A Year’s Worth of Happiness

One of the best things I did last year was keep a Happiness Jar. The intent was to capture small moments of joy, as an exercise of appreciation and gratitude. Some people keep a journal, but I liked the idea of filling an empty jar.

Last night, during the final few hours of 2015, I emptied the contents onto the dining room table to see what a year’s worth of happiness meant to me.

Readng Jar

The first thing that struck me, as I unfolded the first few slips of paper, was how many moments I’d already forgotten. Fleeting moments of happiness, flowing past in the stream of life, thankfully captured.

The first one said simply: “Hail!” I smiled wide. Now I remember that day! It was April 1st, I was working in my office, and suddenly the window panes started rattling with a spring storm. A memory reclaimed!

I unfolded the rest of the papers, one by one.

As it turns out, nature brought me an abundance of happiness. Bright stars, beautiful clouds, the luminous moon. Birds singing, gulls crying, hummingbirds zipping past. Cherry blossoms floating down from the trees. Flowers emerging in the garden. In these simple moments of connection with the natural world, I felt joy.

Sometimes, there were whole days of happiness.

image

Sharing life with others brought me great happiness.

Valentine’s Day: “Hubby sent me upstairs to fetch something on the printer he ‘needed right away.’ It was a love poem.” My husband wrote me a poem! How could I have forgotten this? I must go upstairs and find it.

Random strangers also made me happy. There was the day I was flying home, gazing out the window at the snowy Rocky Mountains, when the man sitting in the row in front of me, poked his head between the seat headrests and exclaimed to me, “Isn’t it amazing?”

Yes. The mountains, and chance encounters with strangers, brought opportunities to experience le p’tit bonheur (the little happiness). As did warm visits with friends, family, and unexpected handwritten letters that came swooshing through our 100-year old mail slot.

I couldn’t help but wonder: Would I be inside anyone else’s happiness jar? I hope I created moments of happiness for others, through things I may have said or done last year.

With all my slips of paper unfolded, I thought about the great wealth of happiness that never made it into the jar.

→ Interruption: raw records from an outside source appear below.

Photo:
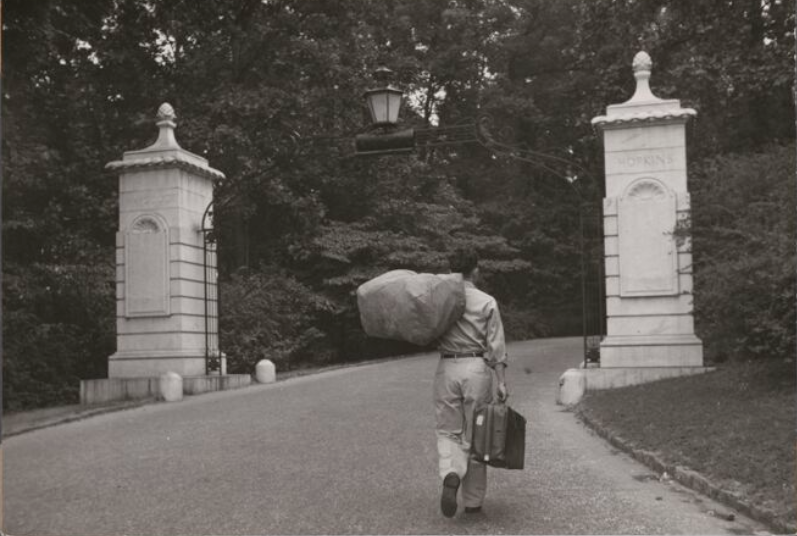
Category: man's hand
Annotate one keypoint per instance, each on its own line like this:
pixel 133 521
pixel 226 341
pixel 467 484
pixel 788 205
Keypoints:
pixel 503 392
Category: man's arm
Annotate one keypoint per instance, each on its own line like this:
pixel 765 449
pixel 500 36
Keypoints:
pixel 503 390
pixel 496 345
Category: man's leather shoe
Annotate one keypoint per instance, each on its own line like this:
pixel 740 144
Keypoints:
pixel 448 500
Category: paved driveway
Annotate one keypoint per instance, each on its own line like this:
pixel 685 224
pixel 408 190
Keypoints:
pixel 350 451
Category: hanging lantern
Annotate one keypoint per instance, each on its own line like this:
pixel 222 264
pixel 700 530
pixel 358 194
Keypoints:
pixel 383 103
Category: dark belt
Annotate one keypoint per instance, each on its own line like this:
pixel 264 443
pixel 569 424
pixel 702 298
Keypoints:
pixel 465 354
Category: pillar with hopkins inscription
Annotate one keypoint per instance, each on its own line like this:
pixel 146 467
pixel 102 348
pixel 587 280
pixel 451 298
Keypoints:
pixel 164 191
pixel 648 270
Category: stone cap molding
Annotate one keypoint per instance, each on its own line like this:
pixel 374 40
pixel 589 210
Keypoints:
pixel 165 153
pixel 643 106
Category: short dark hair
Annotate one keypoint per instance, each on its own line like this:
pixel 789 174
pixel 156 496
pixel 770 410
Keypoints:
pixel 463 261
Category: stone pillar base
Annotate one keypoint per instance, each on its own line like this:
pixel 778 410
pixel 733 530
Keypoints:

The whole of our family reunion: meeting relatives from Finland, playing the mandolin with my father, visiting art museums, hiking trails along the Potomac River. All high points of the year; none of them captured. I had not written a single entry in either June or November. However, I do remember many times sitting at the kitchen counter, seeing the Happiness Jar in the corner, but not making the effort to write. If only I had overcome my inertia!

Perhaps, during our happiest times in life, we are fully immersed. And those experiences impact us in a more permanent way. They become our life stories, no note required.

Empty Jar

In total, there were 68 little time capsules in the jar: 60 happy memories; 7 contributions by family; and one fortune cookie message: “A windfall is coming for you.”

Indeed. One insightful project delivered this to me. A year’s worth of happiness arrived, exactly as predicted.

2 thoughts on “A Year’s Worth of Happiness

  1. There is a lot to be said for looking for the small things every day of the year, of many of which you can’t help but think, “As if by coincidence.”